L'UE prévoit d'achever la phase d'investigation de son projet d'euro numérique à l'automne 2023. Le Conseil des gouverneurs de la BCE décidera alors s'il convient de passer à la phase suivante, au cours de laquelle nous assisterons au développement de services intégrés ainsi qu'à des tests et à une éventuelle expérimentation en direct d'un euro numérique. La BCE a indiqué qu'elle traitait cette question en priorité, mais l'impact d'un euro numérique doit être analysé avec soin avant de prendre une décision. Elle a également déclaré que l'euro numérique serait sans risque et respecterait la vie privée et la protection des données.
Toutefois, tout le monde n'est pas convaincu. Selon des critiques, les monnaies numériques de banques centrales sont une initiative effrayante, car chaque instance de la monnaie aurait un identifiant, de sorte que le gouvernement pourrait suivre et contrôler la façon dont elles sont dépensées. Certains voient une valeur intrinsèque dans la vie privée ; d'autres craignent que la monnaie numérique ne soit détournée à des fins de discrimination des prix ou d'abus de surveillance. Selon eux, l'exploitation des données de transaction sensibles associées à la monnaie numérique aurait un effet paralysant sur la liberté individuelle et la vie publique.
En effet, la BCE envisagerait de concevoir un euro numérique qui soit partiellement anonyme. Grâce à des "bons d'anonymat", les utilisateurs pourraient transférer de façon anonyme un montant limité d'euros numériques sur une période définie. Toutefois, cette option de conception ne permet l'anonymat que pour les petites transactions. En outre, la protection de l'identité n'est garantie que vis-à-vis de la banque centrale et du régulateur, et non vis-à-vis de l'institution financière qui organise les transactions en euros numériques (par exemple, une banque commerciale). Le contenu de la transaction n'est pas gardé privé.
Pourquoi la BCE n'opte-t-elle pas pour la "confidentialité totale" ? Comme le souligne Fabio Panetta, membre du directoire de la BCE, la BCE est tenue d'adhérer aux réglementations relatives à la lutte contre le blanchiment d'argent et le financement du terrorisme, qui exigent une certaine vérifiabilité de l'identité de l'utilisateur et du contenu des transactions. Pour la BCE, il s'agit de trouver un équilibre entre confidentialité et audibilité. Mais, ce faisant, il est crucial de ne pas oublier l'importance de la vie privée et son statut de droit fondamental. Et la vie privée et la protection des données ne sont pas seulement des exigences des utilisateurs.
Elles sont également des droits fondamentaux consacrés par les articles 7 et 8 de la Charte des droits fondamentaux de l'Union européenne. La Cour de justice de l'UE (CJUE) et les organes législatifs de l'UE ont élaboré divers principes et cadres juridiques pour respecter ces droits, tels que le Règlement général sur la protection des données (RGPD). En tant qu'institution de l'UE, la BCE est également tenue de les respecter.

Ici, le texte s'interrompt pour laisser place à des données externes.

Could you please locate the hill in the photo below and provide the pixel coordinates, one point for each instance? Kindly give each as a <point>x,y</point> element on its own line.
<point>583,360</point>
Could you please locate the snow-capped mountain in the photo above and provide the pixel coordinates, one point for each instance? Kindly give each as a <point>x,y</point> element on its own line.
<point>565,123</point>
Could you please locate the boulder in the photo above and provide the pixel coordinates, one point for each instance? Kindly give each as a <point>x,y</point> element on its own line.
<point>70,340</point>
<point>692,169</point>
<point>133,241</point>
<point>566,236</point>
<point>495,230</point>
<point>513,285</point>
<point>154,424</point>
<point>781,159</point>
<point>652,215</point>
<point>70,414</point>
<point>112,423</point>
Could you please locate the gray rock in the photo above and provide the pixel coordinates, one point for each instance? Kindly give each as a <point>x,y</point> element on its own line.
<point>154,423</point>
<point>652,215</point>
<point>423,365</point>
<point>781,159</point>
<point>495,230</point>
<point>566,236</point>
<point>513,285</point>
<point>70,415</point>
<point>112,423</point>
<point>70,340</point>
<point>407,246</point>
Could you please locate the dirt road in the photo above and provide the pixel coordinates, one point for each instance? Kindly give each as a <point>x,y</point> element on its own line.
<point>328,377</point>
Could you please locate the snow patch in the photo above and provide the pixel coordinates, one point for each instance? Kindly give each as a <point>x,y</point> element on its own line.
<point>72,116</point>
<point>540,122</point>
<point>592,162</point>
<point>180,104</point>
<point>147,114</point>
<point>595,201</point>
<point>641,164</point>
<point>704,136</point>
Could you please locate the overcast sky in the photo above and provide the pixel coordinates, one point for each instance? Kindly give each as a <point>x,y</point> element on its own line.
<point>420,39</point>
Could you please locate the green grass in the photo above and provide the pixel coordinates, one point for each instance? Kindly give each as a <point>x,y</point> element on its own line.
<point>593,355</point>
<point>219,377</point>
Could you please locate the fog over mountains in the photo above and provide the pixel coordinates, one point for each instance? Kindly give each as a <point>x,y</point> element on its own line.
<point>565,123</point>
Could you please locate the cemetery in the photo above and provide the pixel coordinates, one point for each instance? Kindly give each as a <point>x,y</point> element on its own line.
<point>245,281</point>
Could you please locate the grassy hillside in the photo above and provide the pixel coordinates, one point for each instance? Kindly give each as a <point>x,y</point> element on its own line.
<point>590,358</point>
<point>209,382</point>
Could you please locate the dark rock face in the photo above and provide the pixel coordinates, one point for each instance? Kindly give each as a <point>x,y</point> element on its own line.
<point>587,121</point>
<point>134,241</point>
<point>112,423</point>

Enfin, le respect de la vie privée dans l'euro numérique est important tout simplement pour éviter que l'euro numérique n'échoue. En fait, pour que l'euro numérique soit finalement un succès, il doit être utilisé dans la vie quotidienne par les Européens. Et si les citoyens n'utilisent pas un futur euro numérique parce qu'ils n'ont pas confiance dans la protection et la confidentialité de leurs transactions et de leur identité, l'émission d'un euro numérique n'a guère de sens.
En gros, lorsqu'il s'efforcera d'introduire un euro numérique, l'Eurosystème devra examiner des considérations juridiques, telles que la base juridique de l'émission d'un euro numérique, la question de savoir si un euro numérique peut avoir cours légal, les questions de droit privé, le risque cybernétique, l'application des règles de lutte contre le blanchiment de capitaux et le financement du terrorisme, ainsi que les aspects liés à la protection de la vie privée et des données. Une tâche qui s'annonce difficile.